Between Friends has already garnered awards and showcases at major diasporic film festivals both in North America and Africa, and it’s not hard to see why. It’s Aids awareness message directed at a young audience is probably worth a 100 public sexual health campaigns (particularly in the Caribbean and Africa, two regions which still unfortunately register far too high in Aids statistics). An attractive young cast, a contemporary soundtrack and some stunning cinematography, which brings the new Port-of-Spain cityscape to the screen for the first time along with the usual tropical tropes of Maracas and Mayaro beaches, all make for easy-on-the-eye viewing.
While kudos is due to both director Omari Jackson and The T&T Film Company for their joint venture, this review seeks to move beyond self-congratulation, and to assess the movie as a feature film, vying for screening space in world cinema. Engaged film which examines important social issues has been with us since the days of Eisenstein. Slumdogs and City of God are only two recent examples from the developing world which have captivated a world audience, largely because the messages they carry are subliminal or suggested rather than explicit. It’s the old story of showing rather than telling, what poet TS Eliot called the “objective correlative”.
In the two cited films, audiences are pulled into a human drama, carried by characters with an onscreen life of their own, apparently unhindered by directoral strings. We believe in these characters and care what happens to them and it’s only our engagement with their stories, rather than an idea however laudable, that we are drawn to reflect on the messages embedded in their stories.

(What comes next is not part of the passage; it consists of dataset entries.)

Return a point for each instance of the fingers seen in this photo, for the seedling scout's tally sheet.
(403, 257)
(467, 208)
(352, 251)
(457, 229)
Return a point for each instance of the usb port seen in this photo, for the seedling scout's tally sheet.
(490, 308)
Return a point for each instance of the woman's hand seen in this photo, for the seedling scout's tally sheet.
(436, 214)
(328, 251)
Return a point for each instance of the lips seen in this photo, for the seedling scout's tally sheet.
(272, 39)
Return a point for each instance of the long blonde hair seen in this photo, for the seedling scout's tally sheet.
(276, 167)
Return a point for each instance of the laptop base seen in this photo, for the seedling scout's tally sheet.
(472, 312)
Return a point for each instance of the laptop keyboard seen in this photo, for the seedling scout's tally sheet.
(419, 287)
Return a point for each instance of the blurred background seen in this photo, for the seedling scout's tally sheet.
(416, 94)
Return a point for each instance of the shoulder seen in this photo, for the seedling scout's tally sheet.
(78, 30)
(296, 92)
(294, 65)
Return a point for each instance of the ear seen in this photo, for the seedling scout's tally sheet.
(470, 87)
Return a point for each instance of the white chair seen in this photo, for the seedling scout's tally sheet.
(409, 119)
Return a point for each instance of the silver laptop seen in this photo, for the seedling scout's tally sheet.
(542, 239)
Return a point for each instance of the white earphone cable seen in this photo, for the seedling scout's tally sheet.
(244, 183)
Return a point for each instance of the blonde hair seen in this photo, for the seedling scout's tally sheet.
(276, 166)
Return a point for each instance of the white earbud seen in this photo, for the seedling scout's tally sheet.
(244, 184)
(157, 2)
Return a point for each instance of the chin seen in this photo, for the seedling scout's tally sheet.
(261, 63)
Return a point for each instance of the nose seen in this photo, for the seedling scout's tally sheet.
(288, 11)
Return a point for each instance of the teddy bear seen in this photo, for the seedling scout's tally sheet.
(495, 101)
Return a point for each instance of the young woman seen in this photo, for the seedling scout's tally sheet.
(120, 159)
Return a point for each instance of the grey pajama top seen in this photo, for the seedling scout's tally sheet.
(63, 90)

There’s no disputing the attractiveness of the cast of Between Friends but within the confines of the script, none of them are able to escape from stereotype (married man cheating, young sexually irresponsible stud, undecided tease, naive virgin duped by exploitative older man, faithful best friend seeking more than a platonic relationship, odd girl out who resists peer pressure to have sex she’s not ready for). Apart from admiring their clothes or physiques, do we actually believe in or care about a group of privileged, over-protected youths angsting about the mechanics of sex, how to initiate or maintain control in relationships?

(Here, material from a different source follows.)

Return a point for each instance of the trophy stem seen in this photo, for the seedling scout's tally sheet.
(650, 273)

Much of the dialogue repeats clichés which don’t advance necessary audience empathy: “We’ve never spent the night together…I’m working late at the office…Why do you always come over for sex and just leave afterwards?...You men are all the same, anything to get a girl in bed and then you move on…You’re such a slut you ol’ ho etc.”
Despite the very best of intentions, Between Friends never really frees itself from its message(s) or allows the audience to come to their own conclusions, which creates an unnecessary tension between wanting to endorse the message, while trying to relate to characters who are at best two dimensional, in a script that wavers between socio drama and public sexual health sensitisation. At times it views as two separate projects, and narratives incongruously stitched together.

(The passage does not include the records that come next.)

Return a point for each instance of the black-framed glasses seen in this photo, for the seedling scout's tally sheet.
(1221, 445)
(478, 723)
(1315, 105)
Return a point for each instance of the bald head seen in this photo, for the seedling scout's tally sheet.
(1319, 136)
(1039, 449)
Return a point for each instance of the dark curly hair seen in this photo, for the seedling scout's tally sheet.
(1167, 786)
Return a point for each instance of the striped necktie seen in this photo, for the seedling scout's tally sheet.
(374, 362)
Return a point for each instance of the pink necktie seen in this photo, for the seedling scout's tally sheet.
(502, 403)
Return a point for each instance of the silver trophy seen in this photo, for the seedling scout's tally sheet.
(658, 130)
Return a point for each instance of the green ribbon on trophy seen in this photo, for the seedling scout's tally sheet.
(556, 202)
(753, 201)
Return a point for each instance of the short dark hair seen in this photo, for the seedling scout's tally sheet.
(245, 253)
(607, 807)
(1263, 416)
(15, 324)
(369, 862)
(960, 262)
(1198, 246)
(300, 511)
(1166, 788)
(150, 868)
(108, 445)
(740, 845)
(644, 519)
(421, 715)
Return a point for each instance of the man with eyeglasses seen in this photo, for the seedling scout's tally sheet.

What starts out as a rites of passage, bildungsroman narrative shifts to Aids case-study, complete with clumsy indoctrination about prejudice—notably in the scenes where Denis the married cheat diagnosed as HIV positive is scorned by his co-workers. Director Jackson remarked at the premiere that the film had been “ a labour of love” and it may seem uncharitable to criticise a project aimed at informing and alerting vulnerable young people to the sometimes cruel risks of unprotected sex and exploitative relationships.
The cases of Maria, whose future as a law student is threatened by her one night stand with stud Jimani and Mia the 17-year-old fooled by married player Denis may be real and salutary, but if the main directoral objective was to alert young audiences to the risks of unsafe sex, how many of those watching the screen will relate to the lives of a group of young people living the life of the gated bourgeoisie? True there’s the obvious message that disease is no respecter of social class but as Mcluhan pointed out years ago—the medium is the message and unconvincing acting and a script which fails to move beyond stereotype and cliche cannot be redeemed by either good intentions or some exotic backdrops.